Однако и молебен не поднял недужного с одра. Федот, видимо, приближался к роковой развязке, а дождь продолжал лить как из ведра. Матушка самолично явилась в ригу и даже руками всплеснула, увидевши громадные вороха обмолоченного и невывеянного хлеба.
— А вы, голубчики, все молотите да молотите! — крикнула она на молотильщиков и тут же, обратясь к Архипу, грубо распорядилась: — Покуда ненастье на дворе, пусть мужики на себя работают. Нечего баловать. А как только выйдет вёдреный день — всех людей поголовно на барщину гнать.
Наконец Смерть утомилась ждать. Поздним вечером Афонька прискакал верхом и доложил, что Федот кончается. Несмотря на темень, матушка сейчас же отправилась в Измалково.
Федот умирал. В избе было душно и смрадно, целая толпа народа — не только домашние, но и соседи — скучилась у подножия печки, на которой лежал больной, и громко гуторила.
— Уйдите все! — крикнула матушка, — пусть остаются только Лукерья (Федотова жена) да Афанасий.
С помощью Афанасья она влезла на печь и села возле умирающего. Федот лежал с закрытыми глазами: грудь уже не вздымалась, так что трудно было разобрать, дышит ли он. Но старый слуга, даже окутанный облаком агонии, почуял приближение барыни и коснеющим языком пробормотал:
— Молотьба…
Это было последнее его слово. Федот перестал существовать. Матушка заплакала и наклонилась к нему…
— Распоряжение перед смертью сделал? — спросила она домашних, когда все было кончено.
— Все, матушка, сделал… И скотинку, и одёжу свою… двадцать рублей денег было… все разделил.
— Так и сделайте, как он приказал.
Через три дня Федота схоронили.
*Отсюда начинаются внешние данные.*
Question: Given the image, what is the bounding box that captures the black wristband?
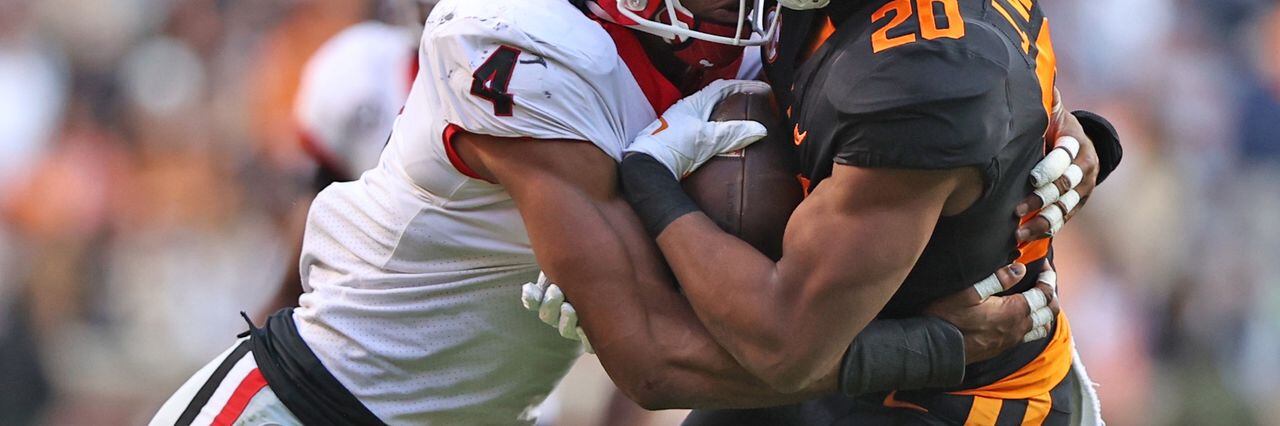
[1071,110,1124,184]
[618,152,698,238]
[838,317,965,397]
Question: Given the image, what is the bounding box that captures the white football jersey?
[293,22,415,178]
[294,0,678,425]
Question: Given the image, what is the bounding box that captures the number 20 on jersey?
[872,0,964,54]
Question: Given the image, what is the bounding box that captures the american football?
[682,93,804,258]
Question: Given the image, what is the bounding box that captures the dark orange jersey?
[768,0,1070,398]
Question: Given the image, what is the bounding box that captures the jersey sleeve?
[824,35,1012,169]
[421,18,623,159]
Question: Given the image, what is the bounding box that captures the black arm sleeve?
[838,317,965,397]
[618,154,699,238]
[1071,110,1124,184]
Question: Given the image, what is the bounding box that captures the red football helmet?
[588,0,777,46]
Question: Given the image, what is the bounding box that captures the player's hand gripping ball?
[626,79,769,179]
[1014,92,1101,243]
[520,272,595,353]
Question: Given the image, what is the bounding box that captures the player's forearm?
[658,214,860,391]
[581,197,836,408]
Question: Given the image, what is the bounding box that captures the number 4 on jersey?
[471,46,520,116]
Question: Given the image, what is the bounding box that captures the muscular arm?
[454,130,829,409]
[640,159,978,391]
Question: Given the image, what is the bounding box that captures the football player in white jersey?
[152,0,1080,425]
[258,9,419,315]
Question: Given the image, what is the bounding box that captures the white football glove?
[626,79,769,179]
[778,0,831,10]
[520,272,595,353]
[973,270,1057,342]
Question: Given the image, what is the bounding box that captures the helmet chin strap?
[586,0,777,47]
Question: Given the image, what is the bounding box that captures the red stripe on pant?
[212,368,266,426]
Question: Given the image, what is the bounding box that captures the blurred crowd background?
[0,0,1280,425]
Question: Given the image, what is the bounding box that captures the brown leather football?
[682,93,804,260]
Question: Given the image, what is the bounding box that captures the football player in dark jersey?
[621,0,1119,425]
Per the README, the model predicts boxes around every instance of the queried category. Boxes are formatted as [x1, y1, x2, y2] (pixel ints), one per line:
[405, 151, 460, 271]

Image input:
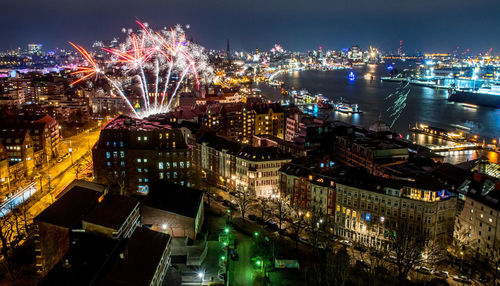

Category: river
[258, 64, 500, 163]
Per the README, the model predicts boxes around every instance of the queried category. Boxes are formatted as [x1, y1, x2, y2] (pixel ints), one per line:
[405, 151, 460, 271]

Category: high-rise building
[92, 115, 191, 194]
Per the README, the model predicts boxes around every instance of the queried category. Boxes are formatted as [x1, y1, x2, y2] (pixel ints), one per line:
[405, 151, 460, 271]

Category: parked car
[339, 239, 352, 247]
[299, 237, 313, 246]
[229, 249, 240, 260]
[453, 275, 472, 284]
[415, 266, 432, 275]
[432, 270, 450, 278]
[356, 260, 370, 268]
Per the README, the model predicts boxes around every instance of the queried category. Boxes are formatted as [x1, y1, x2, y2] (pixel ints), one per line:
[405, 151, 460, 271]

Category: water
[259, 64, 500, 162]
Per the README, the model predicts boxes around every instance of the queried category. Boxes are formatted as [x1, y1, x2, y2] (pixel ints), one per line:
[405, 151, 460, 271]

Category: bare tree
[274, 197, 290, 232]
[259, 198, 272, 222]
[389, 221, 439, 283]
[0, 205, 32, 277]
[292, 206, 306, 249]
[236, 185, 254, 221]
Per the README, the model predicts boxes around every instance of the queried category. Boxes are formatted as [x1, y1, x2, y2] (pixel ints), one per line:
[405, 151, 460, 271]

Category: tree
[0, 205, 32, 277]
[388, 221, 439, 283]
[274, 197, 290, 232]
[236, 185, 254, 221]
[292, 206, 306, 249]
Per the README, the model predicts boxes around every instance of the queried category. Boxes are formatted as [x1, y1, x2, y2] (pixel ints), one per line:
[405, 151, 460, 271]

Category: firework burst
[70, 21, 213, 118]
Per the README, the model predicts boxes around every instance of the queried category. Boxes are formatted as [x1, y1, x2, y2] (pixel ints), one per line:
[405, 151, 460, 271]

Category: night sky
[0, 0, 500, 54]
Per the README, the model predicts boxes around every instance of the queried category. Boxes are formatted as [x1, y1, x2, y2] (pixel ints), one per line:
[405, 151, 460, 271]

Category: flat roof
[96, 227, 170, 286]
[143, 182, 203, 218]
[83, 195, 139, 229]
[34, 186, 103, 229]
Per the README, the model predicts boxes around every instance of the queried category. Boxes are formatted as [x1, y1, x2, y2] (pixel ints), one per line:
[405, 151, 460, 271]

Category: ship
[448, 85, 500, 109]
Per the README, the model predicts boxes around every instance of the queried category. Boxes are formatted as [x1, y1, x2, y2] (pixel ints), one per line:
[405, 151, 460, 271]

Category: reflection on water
[276, 65, 500, 139]
[259, 65, 500, 163]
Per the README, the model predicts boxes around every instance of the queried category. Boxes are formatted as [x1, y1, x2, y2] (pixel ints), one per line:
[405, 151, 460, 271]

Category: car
[229, 249, 240, 260]
[356, 260, 370, 268]
[299, 237, 313, 246]
[453, 275, 472, 284]
[248, 214, 259, 221]
[354, 244, 366, 253]
[415, 266, 432, 275]
[339, 239, 352, 247]
[432, 270, 450, 278]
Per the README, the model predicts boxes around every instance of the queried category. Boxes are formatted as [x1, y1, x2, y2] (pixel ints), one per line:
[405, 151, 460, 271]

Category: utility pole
[49, 175, 54, 203]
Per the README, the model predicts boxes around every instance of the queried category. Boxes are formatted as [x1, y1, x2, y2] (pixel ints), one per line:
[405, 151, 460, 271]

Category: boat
[448, 85, 500, 109]
[332, 99, 362, 114]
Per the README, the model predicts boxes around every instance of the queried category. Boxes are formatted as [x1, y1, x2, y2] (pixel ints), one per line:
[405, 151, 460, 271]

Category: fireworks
[385, 81, 410, 128]
[70, 21, 213, 118]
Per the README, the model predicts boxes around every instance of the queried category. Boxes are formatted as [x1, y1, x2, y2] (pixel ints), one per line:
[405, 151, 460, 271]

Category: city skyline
[0, 0, 500, 54]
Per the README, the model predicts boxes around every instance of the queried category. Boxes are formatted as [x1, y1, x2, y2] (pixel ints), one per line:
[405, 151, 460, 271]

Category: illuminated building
[236, 146, 291, 198]
[279, 159, 335, 216]
[28, 44, 42, 54]
[254, 104, 285, 139]
[347, 46, 363, 62]
[0, 143, 10, 192]
[92, 115, 191, 194]
[454, 171, 500, 265]
[34, 181, 171, 286]
[0, 129, 35, 181]
[334, 170, 457, 246]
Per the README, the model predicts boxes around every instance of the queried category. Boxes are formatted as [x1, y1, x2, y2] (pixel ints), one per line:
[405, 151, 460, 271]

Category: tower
[226, 39, 231, 64]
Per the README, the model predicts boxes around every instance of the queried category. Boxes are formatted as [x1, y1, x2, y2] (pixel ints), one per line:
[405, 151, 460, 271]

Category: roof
[96, 227, 170, 286]
[279, 161, 447, 192]
[143, 182, 203, 218]
[237, 146, 291, 161]
[83, 195, 139, 229]
[34, 186, 103, 229]
[197, 132, 243, 154]
[38, 233, 119, 286]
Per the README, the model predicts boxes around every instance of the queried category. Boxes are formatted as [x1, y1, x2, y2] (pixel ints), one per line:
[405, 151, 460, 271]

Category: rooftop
[83, 195, 139, 229]
[96, 227, 170, 286]
[34, 186, 103, 229]
[143, 182, 203, 218]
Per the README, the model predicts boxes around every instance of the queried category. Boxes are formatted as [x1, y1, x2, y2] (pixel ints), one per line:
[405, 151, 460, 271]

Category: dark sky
[0, 0, 500, 54]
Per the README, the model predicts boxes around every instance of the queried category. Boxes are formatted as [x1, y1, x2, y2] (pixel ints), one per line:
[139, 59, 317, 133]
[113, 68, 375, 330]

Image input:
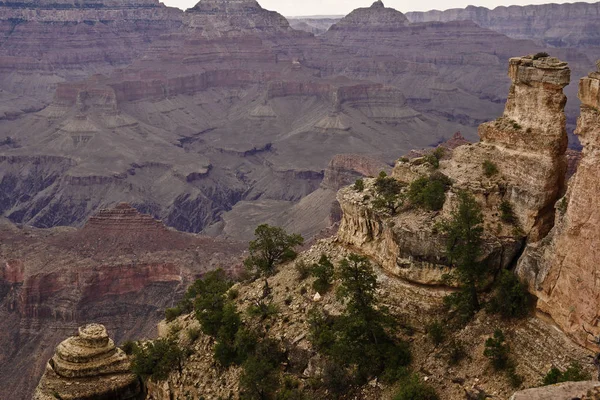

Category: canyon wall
[0, 204, 246, 400]
[338, 56, 570, 285]
[517, 61, 600, 348]
[406, 2, 600, 47]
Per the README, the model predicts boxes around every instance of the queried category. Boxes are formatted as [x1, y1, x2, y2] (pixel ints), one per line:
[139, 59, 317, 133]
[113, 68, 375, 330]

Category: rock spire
[517, 59, 600, 351]
[33, 324, 142, 400]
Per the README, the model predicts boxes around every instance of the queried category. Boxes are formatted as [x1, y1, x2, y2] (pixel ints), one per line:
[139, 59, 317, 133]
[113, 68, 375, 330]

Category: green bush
[487, 270, 532, 318]
[500, 200, 517, 225]
[296, 260, 311, 281]
[427, 321, 446, 346]
[483, 160, 498, 178]
[165, 306, 183, 322]
[121, 340, 137, 356]
[543, 362, 592, 386]
[240, 339, 283, 400]
[354, 179, 365, 192]
[394, 375, 439, 400]
[483, 329, 510, 371]
[309, 254, 411, 384]
[311, 254, 334, 294]
[186, 327, 201, 343]
[131, 339, 183, 381]
[408, 173, 452, 211]
[373, 171, 403, 215]
[194, 270, 232, 336]
[323, 361, 352, 397]
[248, 300, 279, 320]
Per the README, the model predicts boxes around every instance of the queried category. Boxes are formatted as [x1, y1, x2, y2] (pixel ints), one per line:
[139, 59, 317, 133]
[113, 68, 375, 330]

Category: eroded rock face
[0, 204, 247, 400]
[479, 57, 570, 241]
[510, 381, 600, 400]
[33, 324, 143, 400]
[0, 0, 183, 101]
[406, 2, 600, 51]
[338, 56, 570, 285]
[517, 61, 600, 348]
Вся вотчина присутствовала на погребении, и не было человека, который помянул бы покойника лихом. Отец до земли поклонился праху верного слуги; матушка всю панихиду проплакала.
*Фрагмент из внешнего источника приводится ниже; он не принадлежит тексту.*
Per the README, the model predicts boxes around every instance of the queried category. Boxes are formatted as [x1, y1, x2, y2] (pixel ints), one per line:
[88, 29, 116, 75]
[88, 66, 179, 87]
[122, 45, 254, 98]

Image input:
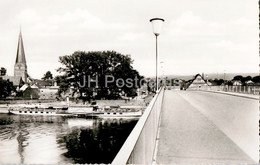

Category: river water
[0, 114, 138, 164]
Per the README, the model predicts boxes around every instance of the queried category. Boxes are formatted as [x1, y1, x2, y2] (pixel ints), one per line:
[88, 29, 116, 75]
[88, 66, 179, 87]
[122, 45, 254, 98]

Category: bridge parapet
[112, 88, 164, 165]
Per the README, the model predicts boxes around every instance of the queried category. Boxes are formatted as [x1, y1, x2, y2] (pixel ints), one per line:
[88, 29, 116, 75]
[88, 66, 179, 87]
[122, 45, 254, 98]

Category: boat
[85, 109, 143, 118]
[8, 105, 73, 116]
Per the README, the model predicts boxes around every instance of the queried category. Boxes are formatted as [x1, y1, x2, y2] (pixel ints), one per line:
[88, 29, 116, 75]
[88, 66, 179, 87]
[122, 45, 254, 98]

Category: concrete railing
[112, 88, 164, 165]
[209, 85, 260, 95]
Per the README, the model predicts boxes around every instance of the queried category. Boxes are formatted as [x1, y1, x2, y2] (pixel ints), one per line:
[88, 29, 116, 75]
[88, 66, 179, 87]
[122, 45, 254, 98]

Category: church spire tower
[14, 28, 27, 83]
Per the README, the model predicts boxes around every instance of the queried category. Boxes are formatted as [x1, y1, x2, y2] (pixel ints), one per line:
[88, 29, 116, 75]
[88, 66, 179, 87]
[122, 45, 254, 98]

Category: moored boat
[8, 106, 73, 116]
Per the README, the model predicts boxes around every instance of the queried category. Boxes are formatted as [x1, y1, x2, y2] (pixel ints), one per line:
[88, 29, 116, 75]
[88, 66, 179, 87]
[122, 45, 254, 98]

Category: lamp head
[150, 18, 164, 36]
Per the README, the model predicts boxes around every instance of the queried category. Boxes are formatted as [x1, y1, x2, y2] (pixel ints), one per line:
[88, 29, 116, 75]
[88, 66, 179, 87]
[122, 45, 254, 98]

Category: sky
[0, 0, 259, 78]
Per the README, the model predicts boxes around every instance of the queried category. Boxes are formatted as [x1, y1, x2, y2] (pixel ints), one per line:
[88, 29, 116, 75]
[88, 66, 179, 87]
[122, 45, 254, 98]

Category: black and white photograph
[0, 0, 260, 165]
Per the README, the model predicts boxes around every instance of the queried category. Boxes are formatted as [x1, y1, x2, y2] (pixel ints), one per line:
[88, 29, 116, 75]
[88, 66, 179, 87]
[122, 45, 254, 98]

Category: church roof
[15, 31, 26, 64]
[1, 76, 21, 86]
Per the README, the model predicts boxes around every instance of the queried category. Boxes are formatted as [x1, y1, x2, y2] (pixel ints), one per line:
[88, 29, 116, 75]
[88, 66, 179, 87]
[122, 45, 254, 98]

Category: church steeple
[14, 29, 27, 83]
[15, 29, 26, 64]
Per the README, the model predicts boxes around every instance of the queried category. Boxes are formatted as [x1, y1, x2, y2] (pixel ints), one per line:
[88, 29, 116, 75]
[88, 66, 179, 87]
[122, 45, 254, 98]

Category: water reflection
[0, 114, 137, 164]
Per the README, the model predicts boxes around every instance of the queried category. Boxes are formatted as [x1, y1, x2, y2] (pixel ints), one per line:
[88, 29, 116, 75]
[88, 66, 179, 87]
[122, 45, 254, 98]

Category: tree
[252, 76, 260, 84]
[0, 77, 15, 99]
[233, 75, 243, 81]
[0, 67, 6, 76]
[58, 51, 143, 100]
[42, 71, 53, 80]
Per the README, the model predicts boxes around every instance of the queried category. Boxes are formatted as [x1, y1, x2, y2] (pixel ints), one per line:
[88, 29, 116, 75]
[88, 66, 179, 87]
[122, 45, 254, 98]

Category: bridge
[112, 89, 259, 164]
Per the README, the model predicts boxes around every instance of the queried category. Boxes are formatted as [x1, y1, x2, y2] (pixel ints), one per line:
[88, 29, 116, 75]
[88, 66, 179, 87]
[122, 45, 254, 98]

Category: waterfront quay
[112, 90, 259, 164]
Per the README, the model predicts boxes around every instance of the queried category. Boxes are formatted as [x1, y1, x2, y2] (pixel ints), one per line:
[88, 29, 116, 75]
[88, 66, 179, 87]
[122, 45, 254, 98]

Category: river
[0, 113, 138, 164]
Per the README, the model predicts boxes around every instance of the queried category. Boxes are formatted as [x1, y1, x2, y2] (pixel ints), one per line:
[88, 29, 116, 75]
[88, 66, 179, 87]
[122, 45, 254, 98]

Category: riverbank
[0, 94, 153, 113]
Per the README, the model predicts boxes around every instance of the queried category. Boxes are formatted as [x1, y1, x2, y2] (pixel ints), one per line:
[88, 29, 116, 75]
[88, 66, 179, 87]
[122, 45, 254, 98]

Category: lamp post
[150, 18, 164, 93]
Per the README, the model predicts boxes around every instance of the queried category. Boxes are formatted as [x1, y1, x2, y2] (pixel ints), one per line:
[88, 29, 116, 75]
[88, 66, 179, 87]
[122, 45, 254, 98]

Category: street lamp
[150, 18, 164, 92]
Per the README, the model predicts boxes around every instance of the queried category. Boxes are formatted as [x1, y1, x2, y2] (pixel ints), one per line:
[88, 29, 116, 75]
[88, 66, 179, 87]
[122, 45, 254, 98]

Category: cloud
[169, 11, 223, 36]
[118, 32, 145, 41]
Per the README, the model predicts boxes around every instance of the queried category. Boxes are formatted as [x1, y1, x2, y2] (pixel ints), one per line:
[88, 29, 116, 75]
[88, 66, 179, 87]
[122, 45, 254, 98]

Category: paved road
[156, 90, 259, 164]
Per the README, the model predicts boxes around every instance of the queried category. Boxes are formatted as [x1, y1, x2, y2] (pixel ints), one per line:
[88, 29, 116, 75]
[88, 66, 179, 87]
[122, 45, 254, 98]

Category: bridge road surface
[156, 90, 259, 164]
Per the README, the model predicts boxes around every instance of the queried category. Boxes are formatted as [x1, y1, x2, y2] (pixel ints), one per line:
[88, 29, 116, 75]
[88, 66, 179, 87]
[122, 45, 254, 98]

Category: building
[1, 31, 28, 86]
[187, 74, 209, 90]
[14, 31, 28, 83]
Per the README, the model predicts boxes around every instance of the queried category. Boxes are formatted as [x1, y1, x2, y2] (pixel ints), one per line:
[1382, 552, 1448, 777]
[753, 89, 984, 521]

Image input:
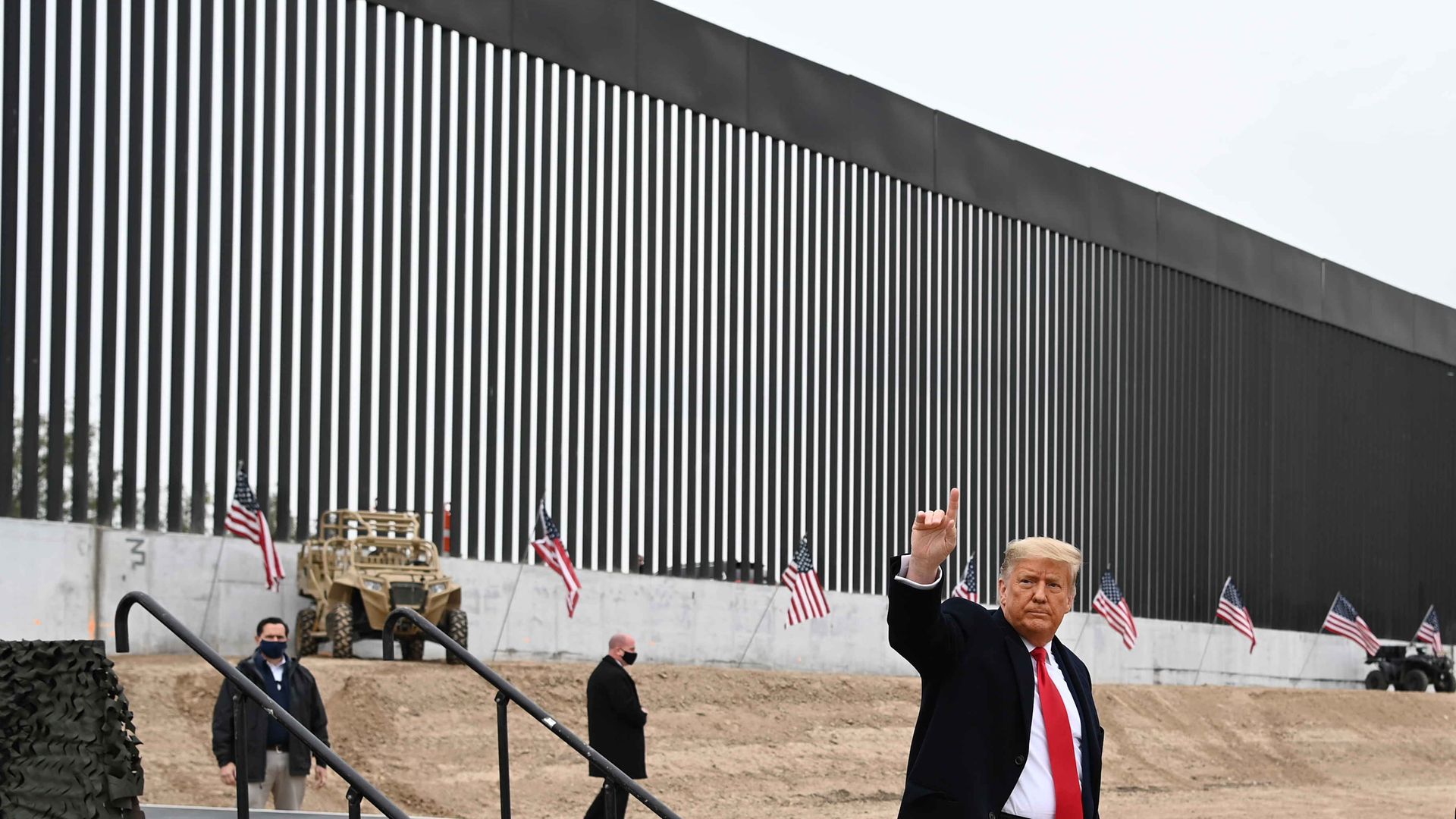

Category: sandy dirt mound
[117, 656, 1456, 819]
Прошло еще несколько дней; погода разгулялась, и молотьба пошла своим чередом. Вместе с погодой повеселел и Архип. Смерть Федота как будто развязала его, и он все свои помыслы устремил к тому, чтоб оправдать рекомендацию покойного.
Но со смертью Федота Малиновец уже опостылел матушке.
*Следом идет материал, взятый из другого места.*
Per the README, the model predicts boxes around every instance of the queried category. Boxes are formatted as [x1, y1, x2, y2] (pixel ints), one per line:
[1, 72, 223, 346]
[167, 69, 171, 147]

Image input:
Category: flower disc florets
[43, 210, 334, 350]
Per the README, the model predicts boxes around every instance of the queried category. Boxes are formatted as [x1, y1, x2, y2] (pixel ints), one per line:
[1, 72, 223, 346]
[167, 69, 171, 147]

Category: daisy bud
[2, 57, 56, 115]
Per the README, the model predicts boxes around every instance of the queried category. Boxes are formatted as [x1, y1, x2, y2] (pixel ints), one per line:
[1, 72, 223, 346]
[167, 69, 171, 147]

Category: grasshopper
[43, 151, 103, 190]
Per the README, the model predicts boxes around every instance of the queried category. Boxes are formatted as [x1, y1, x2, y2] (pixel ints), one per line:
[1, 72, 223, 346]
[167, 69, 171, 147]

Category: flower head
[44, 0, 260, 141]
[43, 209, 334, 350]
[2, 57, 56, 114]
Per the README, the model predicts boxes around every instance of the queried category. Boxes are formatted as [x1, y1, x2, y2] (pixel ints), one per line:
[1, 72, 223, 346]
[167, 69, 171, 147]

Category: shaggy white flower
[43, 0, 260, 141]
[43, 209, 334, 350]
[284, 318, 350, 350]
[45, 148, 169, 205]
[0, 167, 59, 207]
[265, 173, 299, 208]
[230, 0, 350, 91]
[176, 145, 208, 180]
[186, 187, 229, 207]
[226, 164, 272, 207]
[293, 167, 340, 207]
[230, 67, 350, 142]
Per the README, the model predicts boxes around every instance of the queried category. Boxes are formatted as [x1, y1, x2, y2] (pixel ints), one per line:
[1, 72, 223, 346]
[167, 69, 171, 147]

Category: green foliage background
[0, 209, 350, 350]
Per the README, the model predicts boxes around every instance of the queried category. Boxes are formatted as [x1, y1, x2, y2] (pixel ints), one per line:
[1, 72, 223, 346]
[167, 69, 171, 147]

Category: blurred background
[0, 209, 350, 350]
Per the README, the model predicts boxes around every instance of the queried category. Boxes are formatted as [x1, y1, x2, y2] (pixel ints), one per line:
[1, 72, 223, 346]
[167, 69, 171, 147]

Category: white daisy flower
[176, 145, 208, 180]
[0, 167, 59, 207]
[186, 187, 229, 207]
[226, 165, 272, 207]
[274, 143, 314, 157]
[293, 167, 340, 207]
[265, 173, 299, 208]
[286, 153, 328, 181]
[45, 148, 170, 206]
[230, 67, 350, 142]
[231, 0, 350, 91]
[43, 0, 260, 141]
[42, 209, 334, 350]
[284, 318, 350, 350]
Заканчивая этим рассказом портретную галерею домочадцев, образы которых уцелели в моей памяти с наибольшею живостью, я считаю нелишним оговориться. Читателю может показаться странным, что я не упомянул здесь о няньках, которые обыкновенно занимают довольно значительное место в семейных воспоминаниях. На это отвечают следующее: нянька, как профессиональное звание, почти не существовала в нашем доме. Матушка понимала, что обычай присвоивает этой должности известный почет, который ставит няньку в льготное положение. А так как общая система ее управления не допускала никаких льгот, то прислуга, которой поручались дети, менялась беспрестанно.